Now, there was only the problem with the orientation. We saw Dresden on a sign. I was fairly sure Dresden was to the south, so we went in that direction. But when we had to choose between two roads, we just took whichever was smaller and had less traffic, and then there were less and less guides, and they only show the way to the next village and not Dresden. Is Burig on the south or is it Freienbink? We threw a coin. Tschick found the thing with the coin great and said, we were only gonna depend on the coin from now. Head for right, and tail for left, and when it stood, we went straight. But logically, the coin couldn’t stand, so we didn’t make any forward progress. So we gave up the coin eventually and just went right-left-right-legt, that was my suggestion, but it wasn’t any better.
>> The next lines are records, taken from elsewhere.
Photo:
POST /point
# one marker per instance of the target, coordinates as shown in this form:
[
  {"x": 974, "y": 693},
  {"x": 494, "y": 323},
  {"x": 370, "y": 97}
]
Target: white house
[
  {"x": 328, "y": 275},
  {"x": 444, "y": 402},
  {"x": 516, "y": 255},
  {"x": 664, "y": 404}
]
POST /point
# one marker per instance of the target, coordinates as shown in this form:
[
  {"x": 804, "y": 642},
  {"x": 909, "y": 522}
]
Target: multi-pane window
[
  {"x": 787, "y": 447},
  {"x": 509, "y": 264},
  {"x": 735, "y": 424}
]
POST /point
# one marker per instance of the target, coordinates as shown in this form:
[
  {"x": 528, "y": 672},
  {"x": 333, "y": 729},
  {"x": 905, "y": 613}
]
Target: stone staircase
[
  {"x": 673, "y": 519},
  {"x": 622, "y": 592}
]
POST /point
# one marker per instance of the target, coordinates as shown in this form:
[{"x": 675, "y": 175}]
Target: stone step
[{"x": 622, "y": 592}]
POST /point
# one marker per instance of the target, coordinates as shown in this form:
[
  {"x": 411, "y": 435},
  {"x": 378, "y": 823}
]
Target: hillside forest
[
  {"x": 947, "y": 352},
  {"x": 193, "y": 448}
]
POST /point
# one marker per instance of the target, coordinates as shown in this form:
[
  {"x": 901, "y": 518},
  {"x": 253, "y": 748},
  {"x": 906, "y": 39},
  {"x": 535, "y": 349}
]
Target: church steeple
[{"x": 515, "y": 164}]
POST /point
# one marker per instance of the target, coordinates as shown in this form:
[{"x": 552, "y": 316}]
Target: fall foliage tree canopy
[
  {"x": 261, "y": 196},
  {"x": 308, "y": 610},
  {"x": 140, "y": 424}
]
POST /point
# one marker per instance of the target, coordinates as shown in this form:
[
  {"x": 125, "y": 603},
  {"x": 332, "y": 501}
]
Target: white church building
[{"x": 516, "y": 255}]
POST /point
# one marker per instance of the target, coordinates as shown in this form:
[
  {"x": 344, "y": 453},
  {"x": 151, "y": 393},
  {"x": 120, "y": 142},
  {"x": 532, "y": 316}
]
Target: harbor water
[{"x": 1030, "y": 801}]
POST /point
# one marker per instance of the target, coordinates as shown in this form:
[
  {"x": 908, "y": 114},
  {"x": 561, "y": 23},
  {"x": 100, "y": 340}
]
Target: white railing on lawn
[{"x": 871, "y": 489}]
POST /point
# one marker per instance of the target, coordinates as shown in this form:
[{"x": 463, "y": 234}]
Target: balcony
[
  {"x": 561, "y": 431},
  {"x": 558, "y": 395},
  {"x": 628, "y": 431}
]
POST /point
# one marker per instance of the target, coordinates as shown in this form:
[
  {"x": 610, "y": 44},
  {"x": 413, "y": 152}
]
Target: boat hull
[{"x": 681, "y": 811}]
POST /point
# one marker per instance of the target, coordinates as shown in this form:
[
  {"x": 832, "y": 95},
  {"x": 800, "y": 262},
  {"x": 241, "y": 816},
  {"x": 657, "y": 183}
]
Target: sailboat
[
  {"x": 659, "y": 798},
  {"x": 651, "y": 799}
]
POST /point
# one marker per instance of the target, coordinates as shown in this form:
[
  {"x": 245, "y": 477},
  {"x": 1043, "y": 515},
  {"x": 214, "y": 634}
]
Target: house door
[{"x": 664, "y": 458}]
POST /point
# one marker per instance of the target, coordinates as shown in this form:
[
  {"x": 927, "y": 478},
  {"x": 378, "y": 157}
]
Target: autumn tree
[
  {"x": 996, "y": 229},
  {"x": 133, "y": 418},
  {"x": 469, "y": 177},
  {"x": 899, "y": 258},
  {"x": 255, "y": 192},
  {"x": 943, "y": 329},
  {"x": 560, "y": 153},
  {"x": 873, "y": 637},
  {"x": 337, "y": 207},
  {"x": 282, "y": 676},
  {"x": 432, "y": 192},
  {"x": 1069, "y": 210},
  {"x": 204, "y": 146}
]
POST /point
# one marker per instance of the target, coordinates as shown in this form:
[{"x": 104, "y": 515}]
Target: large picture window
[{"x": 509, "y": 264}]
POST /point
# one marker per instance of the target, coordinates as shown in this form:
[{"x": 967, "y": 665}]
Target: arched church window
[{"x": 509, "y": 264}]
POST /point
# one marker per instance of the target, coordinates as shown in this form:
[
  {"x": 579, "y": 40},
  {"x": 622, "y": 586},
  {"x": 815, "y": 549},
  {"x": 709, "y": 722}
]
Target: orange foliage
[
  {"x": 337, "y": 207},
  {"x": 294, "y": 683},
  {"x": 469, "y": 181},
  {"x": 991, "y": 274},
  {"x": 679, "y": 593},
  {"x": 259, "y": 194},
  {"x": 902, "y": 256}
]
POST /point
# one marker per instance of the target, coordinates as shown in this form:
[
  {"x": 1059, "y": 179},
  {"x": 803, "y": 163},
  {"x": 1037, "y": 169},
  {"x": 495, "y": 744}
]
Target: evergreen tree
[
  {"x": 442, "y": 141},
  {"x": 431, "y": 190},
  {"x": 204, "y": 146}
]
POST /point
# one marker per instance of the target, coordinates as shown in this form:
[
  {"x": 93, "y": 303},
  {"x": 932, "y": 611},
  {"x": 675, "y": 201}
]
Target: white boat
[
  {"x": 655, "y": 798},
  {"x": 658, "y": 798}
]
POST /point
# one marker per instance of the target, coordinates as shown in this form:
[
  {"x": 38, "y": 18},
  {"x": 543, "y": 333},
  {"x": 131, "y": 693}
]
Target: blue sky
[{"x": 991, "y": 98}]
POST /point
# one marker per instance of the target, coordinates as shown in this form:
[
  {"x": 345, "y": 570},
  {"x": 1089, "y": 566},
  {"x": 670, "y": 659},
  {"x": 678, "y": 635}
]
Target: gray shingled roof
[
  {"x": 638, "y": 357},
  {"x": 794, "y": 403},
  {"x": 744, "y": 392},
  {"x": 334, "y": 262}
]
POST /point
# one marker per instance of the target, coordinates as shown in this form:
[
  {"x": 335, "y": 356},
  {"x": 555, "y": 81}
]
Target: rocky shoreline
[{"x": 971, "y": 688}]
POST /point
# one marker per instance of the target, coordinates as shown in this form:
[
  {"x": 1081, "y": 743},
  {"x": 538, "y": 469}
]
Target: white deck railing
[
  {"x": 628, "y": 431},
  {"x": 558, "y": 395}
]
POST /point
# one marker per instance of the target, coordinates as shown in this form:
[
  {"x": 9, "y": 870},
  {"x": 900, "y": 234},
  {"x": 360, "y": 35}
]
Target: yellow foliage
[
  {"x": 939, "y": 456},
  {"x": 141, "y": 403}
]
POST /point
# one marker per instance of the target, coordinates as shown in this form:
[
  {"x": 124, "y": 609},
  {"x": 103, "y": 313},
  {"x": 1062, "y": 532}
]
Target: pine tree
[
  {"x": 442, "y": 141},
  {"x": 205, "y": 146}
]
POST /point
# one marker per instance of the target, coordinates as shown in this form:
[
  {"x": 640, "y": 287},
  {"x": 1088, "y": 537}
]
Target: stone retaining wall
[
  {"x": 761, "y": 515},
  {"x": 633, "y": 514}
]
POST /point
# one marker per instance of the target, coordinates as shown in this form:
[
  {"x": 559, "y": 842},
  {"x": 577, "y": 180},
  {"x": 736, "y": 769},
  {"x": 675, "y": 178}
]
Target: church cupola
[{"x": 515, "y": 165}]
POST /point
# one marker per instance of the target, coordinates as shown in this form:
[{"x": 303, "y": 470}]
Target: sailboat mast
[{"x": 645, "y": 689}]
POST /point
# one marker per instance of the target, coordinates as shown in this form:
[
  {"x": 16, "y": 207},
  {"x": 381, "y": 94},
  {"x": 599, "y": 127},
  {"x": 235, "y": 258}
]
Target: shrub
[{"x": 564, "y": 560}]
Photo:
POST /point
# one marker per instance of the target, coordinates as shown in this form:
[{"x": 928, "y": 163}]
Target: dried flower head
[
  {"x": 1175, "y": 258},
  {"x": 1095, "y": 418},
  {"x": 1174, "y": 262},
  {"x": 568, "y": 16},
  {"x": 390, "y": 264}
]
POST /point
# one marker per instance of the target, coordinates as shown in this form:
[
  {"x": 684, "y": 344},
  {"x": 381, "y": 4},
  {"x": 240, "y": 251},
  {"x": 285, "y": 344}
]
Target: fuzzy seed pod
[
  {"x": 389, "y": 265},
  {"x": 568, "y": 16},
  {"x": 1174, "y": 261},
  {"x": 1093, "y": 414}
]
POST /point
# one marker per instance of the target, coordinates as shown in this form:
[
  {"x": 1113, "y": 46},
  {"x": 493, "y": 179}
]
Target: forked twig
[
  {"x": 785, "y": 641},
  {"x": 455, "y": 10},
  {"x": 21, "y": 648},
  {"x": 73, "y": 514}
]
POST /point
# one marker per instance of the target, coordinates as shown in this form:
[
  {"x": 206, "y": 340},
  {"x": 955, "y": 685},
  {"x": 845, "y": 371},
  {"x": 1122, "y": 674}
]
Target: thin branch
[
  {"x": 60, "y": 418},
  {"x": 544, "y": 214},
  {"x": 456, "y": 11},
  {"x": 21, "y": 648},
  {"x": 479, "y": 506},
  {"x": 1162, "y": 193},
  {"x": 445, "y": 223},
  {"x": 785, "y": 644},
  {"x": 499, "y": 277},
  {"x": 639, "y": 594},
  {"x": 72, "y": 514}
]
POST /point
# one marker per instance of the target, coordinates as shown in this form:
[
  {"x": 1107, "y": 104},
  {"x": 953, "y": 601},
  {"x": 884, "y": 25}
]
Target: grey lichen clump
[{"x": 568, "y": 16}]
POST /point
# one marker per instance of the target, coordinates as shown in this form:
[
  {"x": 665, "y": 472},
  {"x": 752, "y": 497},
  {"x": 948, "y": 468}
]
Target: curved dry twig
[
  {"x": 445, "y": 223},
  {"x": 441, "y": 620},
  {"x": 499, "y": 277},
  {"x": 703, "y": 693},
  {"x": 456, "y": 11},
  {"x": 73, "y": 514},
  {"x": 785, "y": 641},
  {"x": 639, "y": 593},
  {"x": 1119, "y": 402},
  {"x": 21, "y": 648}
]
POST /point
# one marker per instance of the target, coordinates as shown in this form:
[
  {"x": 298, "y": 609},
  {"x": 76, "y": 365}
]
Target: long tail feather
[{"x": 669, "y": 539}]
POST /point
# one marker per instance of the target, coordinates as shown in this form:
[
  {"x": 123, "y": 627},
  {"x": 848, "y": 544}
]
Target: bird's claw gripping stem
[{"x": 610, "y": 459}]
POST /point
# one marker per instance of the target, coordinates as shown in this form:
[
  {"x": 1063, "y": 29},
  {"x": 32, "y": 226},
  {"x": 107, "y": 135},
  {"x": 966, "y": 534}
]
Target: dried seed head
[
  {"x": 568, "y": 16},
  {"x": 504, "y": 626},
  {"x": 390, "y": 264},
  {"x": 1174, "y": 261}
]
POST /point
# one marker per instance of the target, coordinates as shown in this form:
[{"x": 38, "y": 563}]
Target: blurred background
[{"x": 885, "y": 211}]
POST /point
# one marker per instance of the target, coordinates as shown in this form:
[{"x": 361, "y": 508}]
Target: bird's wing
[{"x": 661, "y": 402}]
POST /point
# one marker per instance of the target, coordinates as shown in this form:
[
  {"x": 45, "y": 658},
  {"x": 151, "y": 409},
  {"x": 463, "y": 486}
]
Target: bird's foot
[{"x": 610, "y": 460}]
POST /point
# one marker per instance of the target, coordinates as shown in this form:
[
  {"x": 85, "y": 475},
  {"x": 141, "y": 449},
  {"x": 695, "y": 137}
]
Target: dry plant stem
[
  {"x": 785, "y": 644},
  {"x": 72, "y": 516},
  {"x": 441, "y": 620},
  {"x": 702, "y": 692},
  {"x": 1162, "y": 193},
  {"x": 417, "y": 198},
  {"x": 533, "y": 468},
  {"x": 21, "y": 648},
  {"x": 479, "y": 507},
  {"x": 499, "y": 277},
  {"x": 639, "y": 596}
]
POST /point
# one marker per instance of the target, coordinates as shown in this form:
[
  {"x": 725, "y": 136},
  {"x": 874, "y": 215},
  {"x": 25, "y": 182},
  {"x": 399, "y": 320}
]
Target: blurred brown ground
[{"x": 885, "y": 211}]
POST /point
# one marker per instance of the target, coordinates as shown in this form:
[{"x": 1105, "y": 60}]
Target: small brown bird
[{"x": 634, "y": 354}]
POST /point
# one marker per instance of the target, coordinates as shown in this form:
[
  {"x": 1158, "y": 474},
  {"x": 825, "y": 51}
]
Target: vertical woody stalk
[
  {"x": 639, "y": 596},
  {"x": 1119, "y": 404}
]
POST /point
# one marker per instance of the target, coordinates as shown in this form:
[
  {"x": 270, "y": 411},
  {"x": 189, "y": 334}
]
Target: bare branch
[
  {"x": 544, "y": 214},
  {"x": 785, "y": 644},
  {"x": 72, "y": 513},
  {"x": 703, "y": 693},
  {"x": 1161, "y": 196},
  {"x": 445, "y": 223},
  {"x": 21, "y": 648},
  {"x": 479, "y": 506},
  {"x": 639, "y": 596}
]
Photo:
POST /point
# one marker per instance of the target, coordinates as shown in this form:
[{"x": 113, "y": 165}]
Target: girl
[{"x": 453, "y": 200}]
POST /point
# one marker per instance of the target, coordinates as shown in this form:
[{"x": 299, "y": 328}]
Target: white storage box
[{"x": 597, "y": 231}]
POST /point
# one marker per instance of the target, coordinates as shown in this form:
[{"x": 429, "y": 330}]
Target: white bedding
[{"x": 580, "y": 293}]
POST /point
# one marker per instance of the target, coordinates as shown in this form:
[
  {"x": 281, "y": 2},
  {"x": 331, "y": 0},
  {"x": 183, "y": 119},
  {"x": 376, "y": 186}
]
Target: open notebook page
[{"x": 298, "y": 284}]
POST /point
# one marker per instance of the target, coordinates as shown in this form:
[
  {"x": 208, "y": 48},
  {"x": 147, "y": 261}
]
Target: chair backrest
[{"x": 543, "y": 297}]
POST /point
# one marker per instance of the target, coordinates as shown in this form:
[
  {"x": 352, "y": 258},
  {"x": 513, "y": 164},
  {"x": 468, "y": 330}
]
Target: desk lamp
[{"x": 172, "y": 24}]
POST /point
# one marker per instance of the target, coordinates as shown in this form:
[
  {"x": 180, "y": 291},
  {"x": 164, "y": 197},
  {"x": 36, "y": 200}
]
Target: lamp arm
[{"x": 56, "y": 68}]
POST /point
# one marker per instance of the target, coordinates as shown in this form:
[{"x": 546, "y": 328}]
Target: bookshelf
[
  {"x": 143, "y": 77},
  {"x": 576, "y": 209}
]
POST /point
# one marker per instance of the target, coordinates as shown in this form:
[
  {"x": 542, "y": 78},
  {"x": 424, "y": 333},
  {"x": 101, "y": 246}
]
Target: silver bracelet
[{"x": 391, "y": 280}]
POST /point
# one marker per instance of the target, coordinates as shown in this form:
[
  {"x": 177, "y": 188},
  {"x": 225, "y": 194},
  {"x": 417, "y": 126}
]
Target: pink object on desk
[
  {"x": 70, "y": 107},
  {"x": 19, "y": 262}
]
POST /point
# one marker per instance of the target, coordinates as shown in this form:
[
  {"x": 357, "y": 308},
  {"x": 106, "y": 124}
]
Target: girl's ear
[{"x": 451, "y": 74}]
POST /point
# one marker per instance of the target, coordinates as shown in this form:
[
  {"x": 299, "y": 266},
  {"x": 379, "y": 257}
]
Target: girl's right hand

You would think that you couldn’t go in a circle if you switched between left and right, but we somehow managed it. When we reached a sign with left to Markgrafpieske and right to Spreenhagen for the third time, Tschick came up with the idea to only go to places that started with a M or a T. But there were too little of those. I thought we could choose those places whose distance was a prime number, but we made a mistake with Bad Freienwalde 51 km, it was too late when we realized it (three times seventeen).
Finally, the sun shined through. The road split in a corn field. Left was endless cobblestone, and right was endless sand. We had difficulty telling which road was more towards south. The sun wasn’t really in the middle. It was almost eleven.
“South is that way.” Tschick said.
“That’s east.”
We got out and ate a few chocolate cookies which were already half melted. The insects in the corn field made a weird noise.
“You do know that you can tell the directions with a watch, right?” Tschick held his watch up. An old, Russian model. He had it between us, but I didn’t know how it’s supposed to work, and he didn’t either. I think you had to point a hand toward the sun, and then the other hand shows north or something. But right now, it’s almost eleven, and both hands are pointing toward the sun.
“Maybe it can also show south.” Tschick said.
“And south is gonna be over there half an hour later?”
“Maybe because it’s summertime. It doesn’t work in summer. I’ll turn it back an hour.”
“And what’s that supposed to do? The hands turn in an hour, but the directions don’t change that fast.”
“But when the compass turns itself – maybe it’s a geocompass.”
“A geocompass!”
“Haven’t you heard anything of it?”
“A geocompass has nothing to do with turning. It doesn’t turn.” I said, “It has something to do with alcohol. There’s alcohol involved.”
“You’re definitely talking shit here.”
“I learned it from a book, where a captain broke the compass because he was an alcoholic, and then the whole ship lost directions.”
“That sounds like a hell of a book.”
“You have a point. It’s called, I believe, The Seabear. Or The Seawolf.”
“You mean Steppenwolf. It’s also about dragon. My brother reads these kinds of things.”
“Steppenwolf just happened to also be a band.” I said.
“So, I would say, if we don’t know where south is, we just take the sand route.” Tschick said and put his watch back on. “There’s less people.”
And just as usual, he was right. It was a good decision. We didn’t see any cars for a whole hour. We were at a place where no more houses could be seen at the horizon. Pumpkins lied on a field, about a medicine ball’s size.